Jared Laureles y Jessica Xantomila
Al reconocer que las negociaciones para resolver la huelga en el Nacional Monte de Piedad se encuentran en un “punto muerto”, la Secretaría del Trabajo y Previsión Social (STPS) planteó una ruta de solución que contempla la elaboración de una propuesta por parte de la autoridad laboral, que atienda los aspectos sustantivos del conflicto, respete el contrato colectivo y la ley laboral.
La dependencia federal pidió al patronato y al sindicato de la institución de empeño que acepten la propuesta –de la que no dio más detalles– y que sean los más de mil 800 trabajadores los que definan, mediante voto personal libre, directo y secreto, si la rechazan o la aceptan, para alcanzar una solución a la huelga que se mantiene desde hace siete meses.
En caso de ser aprobado el dictamen, las autoridades laborales pondrán a su disposición “el apoyo necesario y suficiente para dar seguimiento puntual en la implementación de todas las medidas”. Pero si es rechazado en la votación, propusieron que ambas partes “se comprometan a agotar la instancia prevista en el Poder Judicial, solicitando de inmediato la medida de calificación de imputabilidad de la huelga”.
Sin embargo, la Secretaría del Trabajo subrayó que si la administración del Nacional Monte de Piedad y su sindicato “a priori rechazan” este planteamiento, sin someterlo a votación de los trabajadores, entonces los exhorta a retomar el diálogo y aporten “propuestas concretas que lleven a un fin pronto a la huelga o acudan de inmediato” ante el Poder Judicial, a efecto de resolver este conflicto de fondo, que inició el 1º de octubre del 2025.
El gobierno federal señaló que la huelga “ha afectado sustancialmente” a trabajadores, ignorantes y clientes de esta institución con 250 años de historia.
Mencionó que durante el conflicto, junto con el Centro Federal de Conciliación y Registro Laboral, se han hecho múltiples esfuerzos para alcanzar una solución, convocando a más de 30 mesas trilaterales, pero hasta el momento no ha sido posible “dada la enorme distancia” entre las posturas.
“Esa situación ha llevado la negociación a un punto muerto, y no se avizora a corto plazo una solución ni en el marco de la negociación ni en el ámbito judicial en el que ninguna de las partes ha solicitado la imputabilidad de la huelga”, reiteró al proponer una salida democrática e inmediata al conflicto.

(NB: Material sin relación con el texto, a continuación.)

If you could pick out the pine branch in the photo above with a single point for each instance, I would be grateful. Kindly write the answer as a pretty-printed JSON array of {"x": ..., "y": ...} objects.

Cabe recordar que el 26 de marzo, el patronato de la institución prendaria solicitó un arbitraje a las autoridades laborales para resolver la huelga en sus 300 sucursales, que “emitan un dictamen de cumplimiento obligatorio para ambas partes”.
De acuerdo con el sindicato de Trabajadores del NMP, la huelga estalló por distintas violaciones de su contrato colectivo, la intención del patronato de “desaparecerlo” y el proceso de “boletinación de plazas”, a través del cual se define la cobertura de vacantes y los mecanismos de ascenso.
En febrero, un juez de distrito otorgó un amparo a la administración y declaró “inexistente” la huelga. Sin embargo, ésta se “mantiene en firme”, ya que el sindicato interpuso un recurso de revisión y será un Tribunal Colegiado el que resuelva el conflicto laboral, de acuerdo con la organización gremial.